Kathleen Daly and Tom Clarke were married against the wishes of her parents but with the blessing of her uncle who had been in prison with him. They married and lived in the United States – and could have chosen to stay here, helping their homeland from afar. Their rebellious natures would not allow them to remain so far away from the action and they were compelled to head back to Ireland. Tom was one of the signatories on the Proclamation and a leader of the Easter Rising while Kathleen was a rebel in her own right and his faithful partner in all things. She was one of the few privy to the details of the Rising before it began but was expressly forbidden to take part in it, because she had been put in charge of the inevitable aftermath and fallout. She has said on numerous occasions, that while she did not know what the outcome of the Rising would be, she did know that her family would not come through it whole. She did not lose her life in that fight, but her husband was executed after the Rising and soon after, she lost his child she was carrying.
Within a week of her beloved’s death, she had begun the IVDF, a foundation that would care for the widows and families of those who had fought in the rebellion. It was the task her husband had given her before the Rising and she threw herself into it wholeheartedly to manage her own grief. For the rest of her life, she was a driving force in many activist and political groups like the IVDF, Cumann na mBan, Fianna Fail and the Irish White Cross. She accomplished it all as a grieving widow and a single mother, which is almost impossible to fathom. She stayed true to her principles in every way, despite the fact they had cost her an unborn child, a husband, many members of her family – including her brother – and her freedom for long stretches of time.
She stood proudly at the 50th commemoration of the Rising. She was a stoic lady, keeping her emotions to herself. She did not even cry during the last meeting with her husband, as she did not want him to and as a result, a guard at the prison told her that Tom Clarke was one of the bravest men he had ever seen. She fiercely protected this reputation and mirrored it with her own bravery and unwavering loyalty to Ireland.

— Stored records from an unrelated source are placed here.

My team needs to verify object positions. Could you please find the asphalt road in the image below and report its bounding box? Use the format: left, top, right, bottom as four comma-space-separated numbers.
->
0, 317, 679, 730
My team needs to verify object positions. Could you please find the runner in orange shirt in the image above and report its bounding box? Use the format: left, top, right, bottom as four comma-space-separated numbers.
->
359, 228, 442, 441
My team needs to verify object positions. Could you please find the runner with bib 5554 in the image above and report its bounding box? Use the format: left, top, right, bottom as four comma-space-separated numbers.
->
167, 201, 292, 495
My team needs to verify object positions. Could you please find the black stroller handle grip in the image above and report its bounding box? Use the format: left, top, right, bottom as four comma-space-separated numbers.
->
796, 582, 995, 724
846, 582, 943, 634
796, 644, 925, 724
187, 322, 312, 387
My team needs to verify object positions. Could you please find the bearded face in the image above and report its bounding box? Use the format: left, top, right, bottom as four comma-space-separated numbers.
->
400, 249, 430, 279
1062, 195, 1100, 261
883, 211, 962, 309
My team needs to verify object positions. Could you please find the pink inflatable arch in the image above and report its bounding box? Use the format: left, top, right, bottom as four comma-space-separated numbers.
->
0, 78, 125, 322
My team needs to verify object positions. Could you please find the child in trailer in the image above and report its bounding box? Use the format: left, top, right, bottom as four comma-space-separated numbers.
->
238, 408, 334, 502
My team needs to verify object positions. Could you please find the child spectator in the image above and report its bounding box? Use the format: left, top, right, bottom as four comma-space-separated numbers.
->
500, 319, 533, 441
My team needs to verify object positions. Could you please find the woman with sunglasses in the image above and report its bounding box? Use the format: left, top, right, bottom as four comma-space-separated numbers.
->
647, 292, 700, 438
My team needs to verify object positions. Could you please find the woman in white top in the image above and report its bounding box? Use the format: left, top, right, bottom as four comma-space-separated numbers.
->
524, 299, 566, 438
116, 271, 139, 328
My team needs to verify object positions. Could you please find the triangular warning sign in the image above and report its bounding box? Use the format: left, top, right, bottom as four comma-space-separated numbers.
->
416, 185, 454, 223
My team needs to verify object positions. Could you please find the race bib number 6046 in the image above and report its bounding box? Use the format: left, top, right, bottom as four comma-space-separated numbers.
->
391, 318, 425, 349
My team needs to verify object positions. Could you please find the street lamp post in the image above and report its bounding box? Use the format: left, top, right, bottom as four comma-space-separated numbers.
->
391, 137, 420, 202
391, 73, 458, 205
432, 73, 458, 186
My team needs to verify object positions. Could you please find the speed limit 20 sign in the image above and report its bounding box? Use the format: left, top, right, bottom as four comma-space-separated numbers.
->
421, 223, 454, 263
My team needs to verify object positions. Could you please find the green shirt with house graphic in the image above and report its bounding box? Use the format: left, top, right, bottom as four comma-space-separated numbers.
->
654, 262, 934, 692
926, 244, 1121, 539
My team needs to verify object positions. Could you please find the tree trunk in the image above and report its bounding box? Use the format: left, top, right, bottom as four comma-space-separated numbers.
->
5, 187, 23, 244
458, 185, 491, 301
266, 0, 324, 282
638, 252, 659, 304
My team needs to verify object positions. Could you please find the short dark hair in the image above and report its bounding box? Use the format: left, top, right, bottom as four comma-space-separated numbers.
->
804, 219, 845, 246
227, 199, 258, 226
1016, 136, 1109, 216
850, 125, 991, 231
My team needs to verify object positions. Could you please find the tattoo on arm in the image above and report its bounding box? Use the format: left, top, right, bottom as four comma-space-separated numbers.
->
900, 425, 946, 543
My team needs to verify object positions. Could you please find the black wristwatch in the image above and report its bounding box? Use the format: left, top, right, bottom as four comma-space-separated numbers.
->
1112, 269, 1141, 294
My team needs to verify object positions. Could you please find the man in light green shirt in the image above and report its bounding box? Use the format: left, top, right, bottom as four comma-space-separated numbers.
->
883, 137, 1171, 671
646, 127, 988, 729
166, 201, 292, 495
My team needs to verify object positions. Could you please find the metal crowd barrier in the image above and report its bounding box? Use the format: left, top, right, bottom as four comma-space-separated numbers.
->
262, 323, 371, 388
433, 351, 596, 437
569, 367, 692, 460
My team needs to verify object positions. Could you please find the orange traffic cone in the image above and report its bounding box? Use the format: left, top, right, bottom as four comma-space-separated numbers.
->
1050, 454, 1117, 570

There is so much to say about this woman and her accomplishments. She is every bit as important in Irish history as the leaders of the Rising were. Without her work after the rebellion failed, many more lives would have been lost and the aid that she spent her life raising for both the Irish people and the political pursuit of a free Ireland would not have existed. Her life had many twists and turns and is an incredible array of activism and altruistic pursuits but today is not the day for her life. Today is the remembrance of her death.
It took 56 long years before she was able to join her husband in their afterlife. Both were known for their patriotism and rebellious spirits but their deaths could not have been more different. Tom Clarke was executed by the Crown and died at a much younger age. He was buried in a mass grave with the other leaders of the Rising. Kathleen spent the following decades so intertwined with the fate of Ireland that she was given the rare honor of a state funeral when she passed away. The streets were lined with thousands of people and the route driven by the car carrying her casket included the General Post Office on O’Connell Street in honor of Kathleen’s and her husband’s lifelong fight for a free Ireland. Her gravestone is inscribed with Chaitlin Ui Chleirigh, Baintreach, Tomáis S UÍ Cléirigh – making her wish of always being connected to her beloved husband come true. She is buried at Deans Grange Cemetery in Dublin.
Tom and Kathleen Clarke are still honored in America as well. There is a memorial to them that was erected at their former homestead in Manorville, Long Island. A commemoration ceremony is held there each year in memory of all those who have fallen in the pursuit of Irish freedom. Somehow, I am pretty sure that Mrs.Tom Clarke (and her husband too, for that matter) would approve.